So I’d guess that PGI/NVIDIA’s acc_get_memory and acc_get_free_memory may be wrappers for acc_get_property, doing the equivalent of what you wrote above…

I see that, indeed, free_mem_start-free_mem is quite different than 10*10*10*4 = 4000 which is reported by acc_present_dump because it may be more efficient just to allocate more memory in one go? I get something similar but smaller for my (older and cheaper) card.

So I guess there is no routine that will return the sum of all allocations reported by acc_present_dump?

Thank you again,
Pedro

While I’m not 100% sure, I think what’s happening is that the CUDA runtime is allocating a page at time which accounts for the extra memory.

So I guess there is no routine that will return the sum of all allocations reported by acc_present_dump ?

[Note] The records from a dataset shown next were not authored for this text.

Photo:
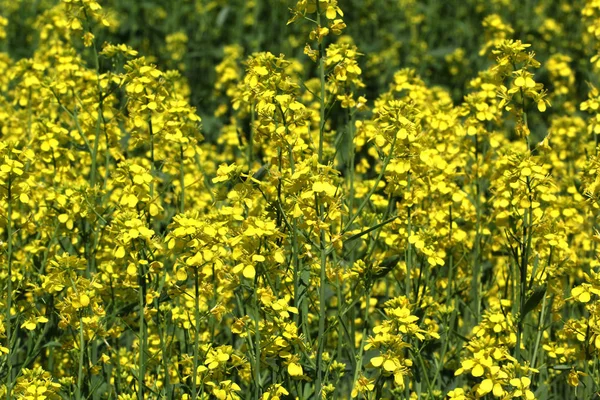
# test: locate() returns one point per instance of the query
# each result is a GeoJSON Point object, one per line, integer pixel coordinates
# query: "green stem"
{"type": "Point", "coordinates": [196, 333]}
{"type": "Point", "coordinates": [7, 321]}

This is what acc_bytesalloc is for, but for OpenACC runtime allocations, not CUDA allocations. I can submit an RFE, but first, what is the use case here? Are you trying just account for how much device memory the program allocates or are you going to use this information to make decisions in the program (such as a blocking algorithm)?

Thanks,
Mat

Thank you, Mat.

Are you trying just account for how much device memory the program allocates

Yes, this functionality is not critical for my application. I was just looking for a way to validate my estimator of the device memory footprint, to see how far I can push my computational setups so they just fit the GPU memory on the supercomputer nodes. I thought that, since acc_present_dump reports both (mapped) CUDA and OpenACC allocations, there would be perhaps a subroutine to report the whole memory footprint, similarly to acc_bytesalloc.

Pedro

I went ahead and added an RFE, TPR #32360, requesting that the value returned by acc_bytesalloc return the allocation size as seen in the present table as opposed to what’s recorded by the OpenACC runtime allocator.

I did give it a low priority, but hopefully it’s something easy, that if an engineer has a few spare cycles can implement. No guarantees though.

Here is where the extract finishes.